Strike action is a hard choice for us to make: delivering education and research is what we are here for. But we have been left with no option. Our members are at breaking point after dealing with the cumulative impact of years of pay cuts, rising workloads and worsening inequality – with women, BAME, and disabled colleagues hardest hit. Our pensions remain under threat, despite the strike action taken last year.
It would be irresponsible of us to ignore the growing crisis in higher education, which not only impacts staff but also the quality of the education that current and future students receive.
Our demands are just and reasonable:
- No increase in employee pension contributions (currently +1.6%)
- A real-terms increase in baseline pay, not further real-terms cuts against RPI
- Concrete action on inequality pay gaps (starting with the gender pay gap)
- Concrete action to reduce casualisation and job insecurity
- Concrete action to reduce workloads
Support for a strike and action short of a strike is high among Cambridge UCU members who are preparing for serious and sustained action across departments and faculties.
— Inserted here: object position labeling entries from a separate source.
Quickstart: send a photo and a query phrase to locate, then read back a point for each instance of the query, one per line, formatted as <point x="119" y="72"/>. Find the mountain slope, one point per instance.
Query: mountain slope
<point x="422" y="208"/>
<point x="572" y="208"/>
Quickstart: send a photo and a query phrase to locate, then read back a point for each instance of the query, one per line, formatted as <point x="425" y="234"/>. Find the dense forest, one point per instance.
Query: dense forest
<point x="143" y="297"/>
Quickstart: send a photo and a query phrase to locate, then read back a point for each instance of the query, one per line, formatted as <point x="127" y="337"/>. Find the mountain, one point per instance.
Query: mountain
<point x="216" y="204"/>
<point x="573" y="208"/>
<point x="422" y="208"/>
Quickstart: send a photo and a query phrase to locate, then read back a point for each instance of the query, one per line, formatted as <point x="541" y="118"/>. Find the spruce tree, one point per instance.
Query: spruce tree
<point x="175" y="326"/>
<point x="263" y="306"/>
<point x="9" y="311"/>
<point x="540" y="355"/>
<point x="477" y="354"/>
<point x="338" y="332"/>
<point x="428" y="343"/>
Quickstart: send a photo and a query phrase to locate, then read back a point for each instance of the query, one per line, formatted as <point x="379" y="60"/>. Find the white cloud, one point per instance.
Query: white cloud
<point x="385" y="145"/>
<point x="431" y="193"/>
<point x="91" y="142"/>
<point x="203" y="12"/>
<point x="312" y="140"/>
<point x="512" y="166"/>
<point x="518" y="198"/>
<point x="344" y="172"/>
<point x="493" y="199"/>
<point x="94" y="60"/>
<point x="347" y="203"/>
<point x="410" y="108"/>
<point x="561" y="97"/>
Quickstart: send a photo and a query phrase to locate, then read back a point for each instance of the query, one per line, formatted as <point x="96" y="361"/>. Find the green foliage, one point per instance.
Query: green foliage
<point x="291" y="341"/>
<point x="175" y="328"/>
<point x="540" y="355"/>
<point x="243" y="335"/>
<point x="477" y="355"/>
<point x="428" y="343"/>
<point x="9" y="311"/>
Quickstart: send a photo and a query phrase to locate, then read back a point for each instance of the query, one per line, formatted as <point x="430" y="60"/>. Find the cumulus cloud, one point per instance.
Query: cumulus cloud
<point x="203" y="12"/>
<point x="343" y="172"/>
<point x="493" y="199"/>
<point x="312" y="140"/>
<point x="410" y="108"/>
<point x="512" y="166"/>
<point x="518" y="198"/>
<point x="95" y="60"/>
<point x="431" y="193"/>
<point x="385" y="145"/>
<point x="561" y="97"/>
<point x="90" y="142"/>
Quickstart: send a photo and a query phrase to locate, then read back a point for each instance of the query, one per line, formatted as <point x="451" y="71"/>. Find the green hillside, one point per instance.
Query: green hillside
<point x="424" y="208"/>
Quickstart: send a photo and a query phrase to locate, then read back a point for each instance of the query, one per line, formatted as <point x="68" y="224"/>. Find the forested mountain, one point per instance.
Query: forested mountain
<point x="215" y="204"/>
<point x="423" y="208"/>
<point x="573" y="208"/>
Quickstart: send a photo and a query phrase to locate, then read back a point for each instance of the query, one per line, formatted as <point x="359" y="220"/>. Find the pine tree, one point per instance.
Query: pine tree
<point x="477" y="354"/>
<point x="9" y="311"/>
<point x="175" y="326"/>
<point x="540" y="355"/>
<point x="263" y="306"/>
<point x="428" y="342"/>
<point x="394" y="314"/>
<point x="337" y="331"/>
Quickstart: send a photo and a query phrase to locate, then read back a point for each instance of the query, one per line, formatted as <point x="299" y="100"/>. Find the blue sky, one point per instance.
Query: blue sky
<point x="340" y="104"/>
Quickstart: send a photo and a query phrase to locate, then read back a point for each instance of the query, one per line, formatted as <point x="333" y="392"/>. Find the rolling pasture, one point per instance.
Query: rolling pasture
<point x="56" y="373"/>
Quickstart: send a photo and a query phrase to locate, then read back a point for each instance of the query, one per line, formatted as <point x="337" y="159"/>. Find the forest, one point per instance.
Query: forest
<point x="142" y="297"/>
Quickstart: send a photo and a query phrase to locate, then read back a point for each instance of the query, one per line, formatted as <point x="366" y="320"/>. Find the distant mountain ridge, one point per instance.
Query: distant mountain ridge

Our branch membership has seen dramatic growth since 2018 and we have hundreds of members set to walk out.
We welcome the support already shown from students to the UCU locally from the Cambridge University Students Union, who passed a motion supporting our strike action in October 2019. We encourage them to join us on the picket lines and teach outs during the action, and to also write to the Vice Chancellor in support of the action and calling on him to push for employers nationally to meet the union’s demands.
The University of Cambridge leadership has enormous influence within the higher education sector and could make a critical difference in helping to resolve these disputes.
We’re calling on the Vice Chancellor to put the interests of staff and students first with a public statement, calling on national employers’ bodies UUK and UCEA to meet UCU’s demands, as well as setting out the University of Cambridge’s plans to meet our demands listed above.
We are striking and taking action because we believe that the future of our profession, our universities, and education of the next generation are at stake. The ball is in the employers’ court now. They have an opportunity to redress past inequalities and set up a positive future for higher education. We urge them to take it.